The anxiety of coupons, in a drawer containing candles in designer autumn colors. The coupons were bundled in a rubber band, and Enid was realizing that their expiration dates (often jauntily circled in red by the manufacturer) lay months and even years in the past: that these hundred-odd coupons, whose total face value exceeded sixty dollars (potentially one hundred twenty dollars at the Chiltsville supermarket that doubled coupons), had all gone bad. Tilex, sixty cents off. Excedrin PM, a dollar off. The dates were not even close. The dates were historical. The alarm bell had been ringing for years.

She pushed the coupons back in among the candles and shut the drawer. She was looking for a letter that had come by Registered mail some days ago. Alfred had heard the mailman knock on the door and had shouted, “Enid! Enid!” so loudly that he couldn’t hear her shouting back, “Al, I’m getting it!” He’d continued to shout her name, coming closer and closer, and because the sender of the letter was the Axon Corporation, 24 East Industrial Serpentine, Schwenksville, PA, and because there were aspects of the Axon situation that Enid knew about and hoped that Alfred didn’t, she’d quickly stashed the letter somewhere within fifteen feet of the front door. Alfred had emerged from the basement bellowing like a piece of earth-moving equipment, “There’s somebody at the door!” and she’d fairly screamed, “The mailman! The mailman!” and he’d shaken his head at the complexity of it all.
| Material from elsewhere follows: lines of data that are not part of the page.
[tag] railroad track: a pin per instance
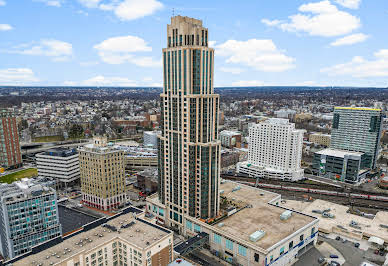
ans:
(327, 187)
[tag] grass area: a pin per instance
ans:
(48, 139)
(19, 175)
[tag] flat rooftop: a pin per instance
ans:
(71, 219)
(339, 153)
(262, 216)
(369, 227)
(138, 233)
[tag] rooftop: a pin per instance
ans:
(339, 153)
(368, 227)
(126, 227)
(261, 216)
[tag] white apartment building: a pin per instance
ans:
(150, 138)
(60, 164)
(275, 150)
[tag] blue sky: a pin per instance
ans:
(257, 42)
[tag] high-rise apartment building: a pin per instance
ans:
(60, 164)
(357, 129)
(28, 216)
(275, 150)
(102, 175)
(10, 154)
(189, 149)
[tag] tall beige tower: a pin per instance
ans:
(189, 149)
(102, 175)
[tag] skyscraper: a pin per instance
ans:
(275, 150)
(357, 129)
(10, 155)
(189, 149)
(102, 175)
(28, 216)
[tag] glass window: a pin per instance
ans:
(229, 244)
(217, 239)
(281, 250)
(189, 225)
(242, 250)
(197, 228)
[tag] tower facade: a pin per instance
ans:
(10, 154)
(188, 147)
(102, 175)
(357, 129)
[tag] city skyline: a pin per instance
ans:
(107, 43)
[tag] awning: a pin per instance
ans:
(376, 240)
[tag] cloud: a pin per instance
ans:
(350, 39)
(126, 9)
(353, 4)
(57, 50)
(55, 3)
(122, 49)
(5, 27)
(10, 76)
(248, 83)
(89, 3)
(262, 55)
(232, 70)
(359, 67)
(318, 19)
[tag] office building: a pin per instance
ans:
(357, 129)
(10, 154)
(124, 239)
(253, 230)
(150, 138)
(189, 149)
(102, 175)
(60, 164)
(28, 216)
(230, 139)
(320, 139)
(275, 150)
(345, 166)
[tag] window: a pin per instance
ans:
(282, 251)
(189, 225)
(257, 257)
(217, 239)
(229, 244)
(197, 228)
(242, 250)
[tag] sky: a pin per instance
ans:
(257, 42)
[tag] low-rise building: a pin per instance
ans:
(230, 139)
(60, 164)
(320, 139)
(124, 239)
(256, 232)
(345, 166)
(28, 216)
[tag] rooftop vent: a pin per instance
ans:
(285, 215)
(256, 236)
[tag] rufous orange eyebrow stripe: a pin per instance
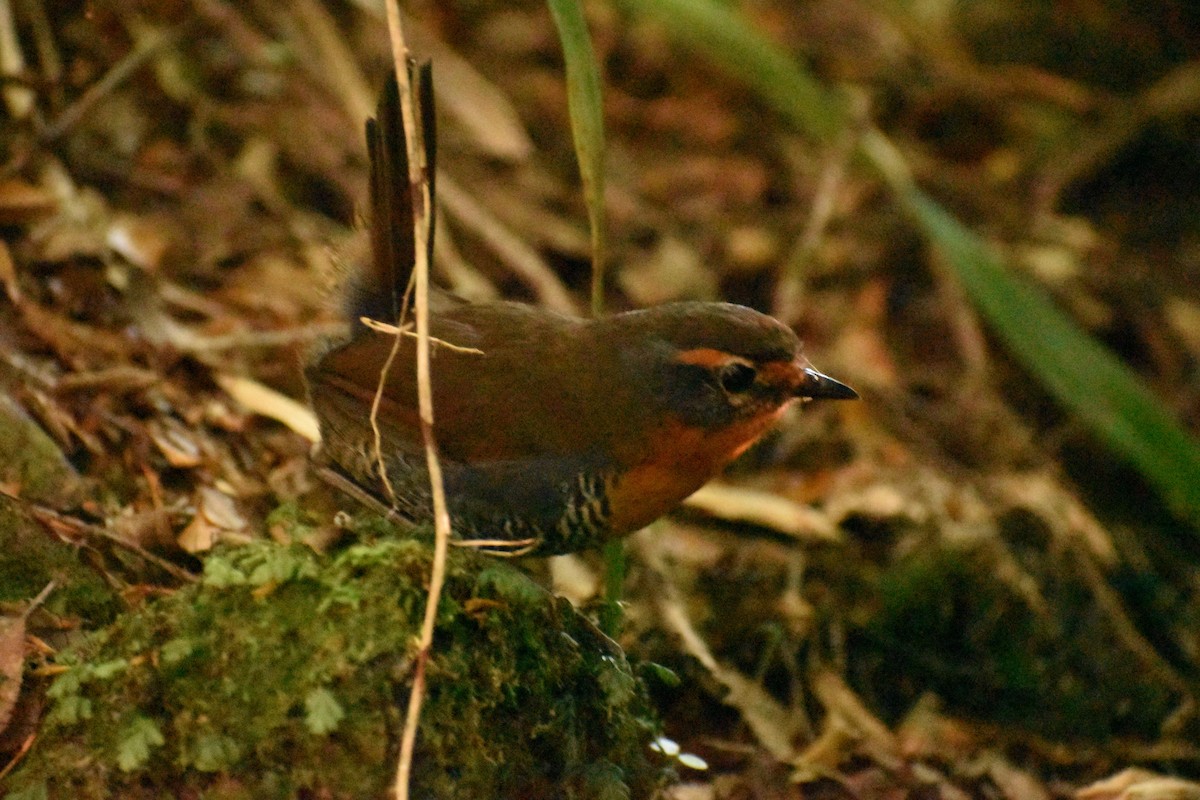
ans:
(709, 358)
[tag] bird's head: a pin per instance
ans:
(715, 365)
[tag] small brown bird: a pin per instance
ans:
(557, 433)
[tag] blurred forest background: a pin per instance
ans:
(978, 582)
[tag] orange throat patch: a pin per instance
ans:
(681, 459)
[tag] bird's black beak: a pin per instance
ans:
(817, 386)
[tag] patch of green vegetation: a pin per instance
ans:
(959, 623)
(30, 558)
(285, 672)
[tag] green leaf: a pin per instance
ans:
(108, 669)
(137, 739)
(1085, 377)
(724, 35)
(220, 573)
(323, 713)
(177, 650)
(213, 752)
(586, 106)
(33, 792)
(70, 710)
Enid felt sure that her own head would clear if only she didn’t have to wonder, every five minutes, what Alfred was up to. But, try as she might, she couldn’t get him interested in life. When she encouraged him to take up his metallurgy again, he looked at her as if she’d lost her mind. When she asked whether there wasn’t some yard work he could do, he said his legs hurt. When she reminded him that the husbands of her friends all had hobbies (Dave Schumpert his stained glass, Kirby Root his intricate chalets for nesting purple finches, Chuck Meisner his hourly monitoring of his investment portfolio), Alfred acted as if she were trying to distract him from some great labor of his. And what was that labor? Repainting the porch furniture? He’d been repainting the love seat since Labor Day. She seemed to recall that the last time he’d painted the furniture he’d done the love seat in two hours. Now he went to his workshop morning after morning, and after a month she ventured in to see how he was doing and found that all he’d painted of the love seat was the legs.